Integrated Learning and the Value of VALUE Rubrics

Background

 

We are engaged in nothing less than an effort to change the focus of the national conversation from artificial, shorthand indicators of learning to something that reflects the shared work and understanding of faculty members and academic professionals across campuses”

 –Terrel L. Rhodes

The Association of American Colleges & Universities focuses its approach on student learning outcomes through its LEAP (Liberal Education America’s Promise) VALUE (Valid Assessment of Undergraduate Education) Rubrics, a set of general education rubrics developed by faculty groups across the country looking internally at common general education outcomes. The process for developing the rubrics emerged from “Principles of Excellence” developed by a leadership council of educators, which include:  “giving students a compass (focus each student’s plan of study on achieving the essential learning outcomes–and assess progress), teach the arts of inquiry and innovation, connect knowledge with choice and action, assess students’ ability to apply learning to complex problems” (AAC&U).  The internal yet cross-national look at refined student outcomes through the VALUE rubrics has the potential to measure student outcomes across campuses, across classrooms and longitudinally through multiple iterations.
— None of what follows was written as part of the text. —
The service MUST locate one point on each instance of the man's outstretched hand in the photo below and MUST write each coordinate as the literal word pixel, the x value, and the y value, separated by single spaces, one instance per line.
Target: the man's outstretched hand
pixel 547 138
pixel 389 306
As one of 12 community colleges named by the AAC & U and MetLife as Giving a Roadmap: Enrollment to Engagement in Educational Achievement and Success Campuses, Queensborough Community College was invited to apply to the Collaborative on Authentic Assessment of Learning (CAAL):pilot, and  was accepted to participate.”  CAAL is currently being developed to provide a virtual community where institutions can upload, share, and discuss their campus assessment results using the VALUE rubrics. This collaboration among e-portfolio vendors and campuses is intended to expand communication across campuses regarding common instruments, compelling findings, potential benchmarks for student success, and best practices of assessment using rubrics and e-portfolios. Queensborough was tasked to score the Integrative Learning Value Rubric on 100 student work samples. The scores and samples will be placed in a repository.Queensborough’s “Roadmap” activities, made possible by the Freshman Academy structure launched in 2009, will therefore be deepened and better supported, as the current student learning outcome work is currently being implemented as a teaching and learning tool as much as an assessment tool in small interdisciplinary faculty cohorts on campus approaching high impact strategies . The detailed attention to naming principles of excellence and general education outcome rubrics as in the LEAP VALUE project offer the opportunity for a culture of evidence that allows for a reflection process that focuses on student learning, as well as partnerships with business groups and state officials to ensure not only greater access but greater success in United States higher education and the workplace.Through the use of rubrics, students, notably historically underserved and first generation college students, are given a clear outline of expectations, assisting them in the achievement of the learning outcomes which will enable them to complete their educational goals.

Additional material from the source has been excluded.